Александр Никифорович оформлял документы.
– Давайте, – говорил он, – шевелитесь, сегодня последний у нас.
Да
– Так, – произнёс довольный чиновник, – осталась только денежная сумка.
– Постойте, господин Евсеев, – поднял взгляд на него разъездной, – не порядок, – он показывал на печать, – посмотрите сами.
– Что?
– Печать – то порушена, – держал в руках тяжелую сумку, – в таком виде принимать отказываюсь.
– Что тут страшного, – возмутился Александр Никифорович, – поставьте пометку, что принят Вами в таком состоянии и дело с концом.
– Нет, – категорически заявил разъездной, – увольте, но принимать не буду. Это же деньги, а вдруг недостача?
– Открывайте мешок, – вспылил чиновник, – там бумага и в ней указана пересылаемая сумма. Пересчитаете и вся недолга.
– Нет и еще раз нет, – протестовал сопровождающий почтовый вагон, – представьте мне мешок в надлежащем виде, тогда другое дело.
– Хорошо, – процедил сквозь зубы чиновник, – я еду на Почтамтскую и к вашему отправлению вернусь. А вы, – обратился к своим сотрудникам, – можете быть свободны…
– … он уехал, – закончил рассказ допрашиваемый, – а мы собрались и домой поехали.
Второй почтальон рассказал почти тоже, что и брат.
– Запиши сказанное, – распорядился помощнику Иван Дмитриевич, – и отпусти домой. Вернемся к нашей Акулине. Пришло время закуски, подавай Яковлева, посмотрим, что за фрукт.
Александр Яковлев оказался красивым детиной под косую сажень ростом и немного неуклюжим.
– Здравствуй, молодец! – первым поприветствовал его Иван Дмитриевич.
– Здравствовать и Вам, – произнёс вошедший и присел на стул без приглашения.
– Не хотелось тебя держать в холодной, – в голосе хозяина кабинета чувствовались извинительные ноты, – но так уж стряслось.
– Да я и не в обиде, – покачал кучерявой головою, – у Вас служба такая.
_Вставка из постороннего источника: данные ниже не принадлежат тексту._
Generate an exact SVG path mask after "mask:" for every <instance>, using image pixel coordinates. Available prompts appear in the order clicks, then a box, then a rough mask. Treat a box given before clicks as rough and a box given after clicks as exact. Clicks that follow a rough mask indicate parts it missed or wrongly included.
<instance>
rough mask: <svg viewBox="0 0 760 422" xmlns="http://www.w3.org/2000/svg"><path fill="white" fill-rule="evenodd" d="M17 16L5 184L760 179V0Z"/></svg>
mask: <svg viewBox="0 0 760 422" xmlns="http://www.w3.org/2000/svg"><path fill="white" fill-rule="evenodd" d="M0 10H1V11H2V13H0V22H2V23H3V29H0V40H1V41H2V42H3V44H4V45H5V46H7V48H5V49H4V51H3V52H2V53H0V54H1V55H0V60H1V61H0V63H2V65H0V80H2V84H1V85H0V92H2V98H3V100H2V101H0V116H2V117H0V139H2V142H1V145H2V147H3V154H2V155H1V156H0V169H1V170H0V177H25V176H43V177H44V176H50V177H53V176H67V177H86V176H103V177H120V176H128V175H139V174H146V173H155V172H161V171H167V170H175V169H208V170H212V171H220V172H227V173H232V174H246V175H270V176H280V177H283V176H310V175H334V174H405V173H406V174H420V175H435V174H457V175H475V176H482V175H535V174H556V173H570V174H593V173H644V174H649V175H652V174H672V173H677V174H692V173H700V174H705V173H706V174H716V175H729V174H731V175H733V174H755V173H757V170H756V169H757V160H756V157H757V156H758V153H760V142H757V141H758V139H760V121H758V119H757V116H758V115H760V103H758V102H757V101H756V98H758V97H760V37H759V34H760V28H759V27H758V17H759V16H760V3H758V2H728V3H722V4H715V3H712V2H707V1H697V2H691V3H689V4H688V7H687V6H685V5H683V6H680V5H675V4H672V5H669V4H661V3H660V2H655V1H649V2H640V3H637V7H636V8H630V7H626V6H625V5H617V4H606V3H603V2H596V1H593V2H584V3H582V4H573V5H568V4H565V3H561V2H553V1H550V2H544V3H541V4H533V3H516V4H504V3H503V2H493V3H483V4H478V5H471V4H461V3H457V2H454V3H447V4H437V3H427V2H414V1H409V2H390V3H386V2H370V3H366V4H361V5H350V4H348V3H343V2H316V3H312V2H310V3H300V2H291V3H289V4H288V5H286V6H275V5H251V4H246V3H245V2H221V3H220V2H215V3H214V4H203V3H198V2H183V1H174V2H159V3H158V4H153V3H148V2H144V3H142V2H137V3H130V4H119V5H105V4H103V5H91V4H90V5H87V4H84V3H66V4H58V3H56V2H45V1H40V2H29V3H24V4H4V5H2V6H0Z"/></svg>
– Если уж ты такой понятливый, то поведай мне об Акулине Сергеевой.
– А что требуется? – в голосе слышались нотки удивления.
– Наверное, все.
– Что о ней толковать? – сплошное безразличие и ни толики удивления. – Ну сожительствовали мы с ней. Что запрещено законом?
– Нет, – Путилин облокотился руками о стол, – ты, Александр, находишься в сыскном отделении, и я задаю вопросы не ради праздного
– Я ж не супротив, мне удивительны слова Ваши.
– Что ж странного, если я, начальник сыскной полиции, веду с тобою беседы, то по нужде следствия.
– Хорошо. Сожительствовали мы с Акулиной. Баба она справная, работящая, но больно на парней заглядывалась и хвостом перед ними вертела. От этой напасти мне было худо, и я не утерпел и ушел от нее греха подальше. Меня всего переворачивало от ее любезностей с другими, – заскрежетал зубами.
– Зло до сих пор держишь?
– Полюбил я ее, терпел долго, но душа на части разрывалась, и я собрал свои пожитки и ушел.
– До сих пор, видать, она не отпустила?
– Видеть ее не могу, – рукой стукнул по груди, – все внутри переворачивается, так и подмывает взять нож в руки и… будь, что будет, – посмотрел себе под ноги
– Когда ты видел ее в последний раз?
– Не знаю, я старался не бывать там, где она.
– Однако?
– Месяц тому, два, не помню.
– А где два дня тому вечером был?
– Два дня?
– Да.
– Так большая поломка на мануфактуре была, так мы сутки безвылазно под машину чинили, чтобы она заработала.
– Ясно, – Иван Дмитриевич выбил мелодию на крышке стола, – не будет тебя больше Акулина мучить. Зарезали ее.
– Как? – вскочил Яковлев со стула, – Не может такого быть! Кто ж ее? Кто? – в глазах появились слезы и сжались пудовые кулаки.
– Знаешь, Саша, вот этим я и занимаюсь, – лицо Путилина стало серьезным, – ты знал Евсеева?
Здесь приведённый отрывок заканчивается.